Justin Trudeau to 'follow up' on Shamima Begum spy claims

A new book claims Shamima Begum was smuggled to Syria by an informant of the Canadian intelligence service

Published

Canadian Prime Minister Justin Trudeau has said he will "follow up" on allegations that a spy working for his country's intelligence service trafficked Shamima Begum and two other British schoolgirls into Syria.

Shamima, who was 15 when she travelled to Syria and joined Islamic State, managed to get into the country thanks to the work of a spy for the Canadian Security Intelligence Service (CSIS). According to a book out this week, the police and British security services covered this up.

In 2015 British police commenced an international search for Begum and her two schoolfriends Kadiza Sultana, at the time 16, and Amira Abase, then 15.

Kadiza Sultana,16, Shamima Begum,15 and 15-year-old Amira Abase going through security at Gatwick airport, before they caught their flight to Turkey on Tuesday.
Kadiza Sultana,16, Shamima Begum,15 and 15-year-old Amira Abase going through security at Gatwick airport, before they caught their flight to Turkey on Tuesday.

The three were intercepted by Mohammed al-Rashed at Istanbul bus station. He worked as an informant for the Canadian intelligence, who updated the Metropolitan police of the fact in March 2015.

However, neither Canadian nor British authorities acknowledged that this link was made.

Prime Minister Boris Johnson has said he would not comment on reports that a Canadian intelligence agent smuggled Shamima Begum and her two friends into Syria.

During a visit to Barrow-in-Furness, Mr Johnson was asked whether he was aware of the reports.

Mr Johnson told reporters: “We never discuss intelligence issues. You wouldn’t expect me to comment on that.”

After being pressed further on the issue of her citizenship, he added: “No comment. We don’t discuss intelligence stuff.”

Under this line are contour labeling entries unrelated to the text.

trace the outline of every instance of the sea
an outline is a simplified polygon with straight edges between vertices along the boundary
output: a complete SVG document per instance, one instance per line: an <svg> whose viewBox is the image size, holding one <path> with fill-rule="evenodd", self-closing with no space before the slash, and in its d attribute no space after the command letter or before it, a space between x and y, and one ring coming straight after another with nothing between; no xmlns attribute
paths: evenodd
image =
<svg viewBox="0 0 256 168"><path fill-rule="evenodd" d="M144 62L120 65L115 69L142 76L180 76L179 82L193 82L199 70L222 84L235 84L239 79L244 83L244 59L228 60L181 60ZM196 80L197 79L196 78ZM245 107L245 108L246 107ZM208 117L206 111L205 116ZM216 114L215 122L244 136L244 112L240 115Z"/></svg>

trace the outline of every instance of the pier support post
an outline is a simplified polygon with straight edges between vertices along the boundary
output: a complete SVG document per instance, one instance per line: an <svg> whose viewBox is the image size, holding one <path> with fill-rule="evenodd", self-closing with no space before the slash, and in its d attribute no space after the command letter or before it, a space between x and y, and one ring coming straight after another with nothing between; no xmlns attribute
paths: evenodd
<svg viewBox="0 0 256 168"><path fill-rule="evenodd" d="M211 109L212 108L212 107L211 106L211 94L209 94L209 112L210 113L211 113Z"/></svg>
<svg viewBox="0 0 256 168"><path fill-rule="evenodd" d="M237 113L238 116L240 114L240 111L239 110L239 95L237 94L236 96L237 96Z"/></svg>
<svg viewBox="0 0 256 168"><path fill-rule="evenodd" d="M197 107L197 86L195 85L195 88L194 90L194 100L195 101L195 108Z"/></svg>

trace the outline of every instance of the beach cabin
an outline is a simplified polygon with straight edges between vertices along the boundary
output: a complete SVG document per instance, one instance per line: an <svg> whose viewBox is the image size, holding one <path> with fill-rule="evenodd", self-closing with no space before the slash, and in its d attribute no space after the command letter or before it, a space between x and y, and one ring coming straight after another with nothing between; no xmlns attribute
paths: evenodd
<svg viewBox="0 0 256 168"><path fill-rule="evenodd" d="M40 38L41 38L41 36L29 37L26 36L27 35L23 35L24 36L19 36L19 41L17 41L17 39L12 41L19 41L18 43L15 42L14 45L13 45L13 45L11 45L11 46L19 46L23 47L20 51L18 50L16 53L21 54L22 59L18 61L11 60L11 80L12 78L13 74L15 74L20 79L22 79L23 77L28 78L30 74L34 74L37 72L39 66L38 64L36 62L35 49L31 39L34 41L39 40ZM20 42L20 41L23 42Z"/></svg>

The Defence Secretary has said he did not “recognise” reports that Shamima Begum had been smuggled into Syria.

Asked by journalists if he was aware of the reports, Ben Wallace said: “I have seen those reports. I don’t comment on intelligence matters but I was the security minister over a large period of that period and I don’t recognise what is being reported.”

Pressed about the issue of her citizenship, Mr Wallace said: “I think that the reality is the grounds for which she lost her citizenship currently remain unaltered from my memory, but it was quite a long time ago and I am not going to comment on this speculation.”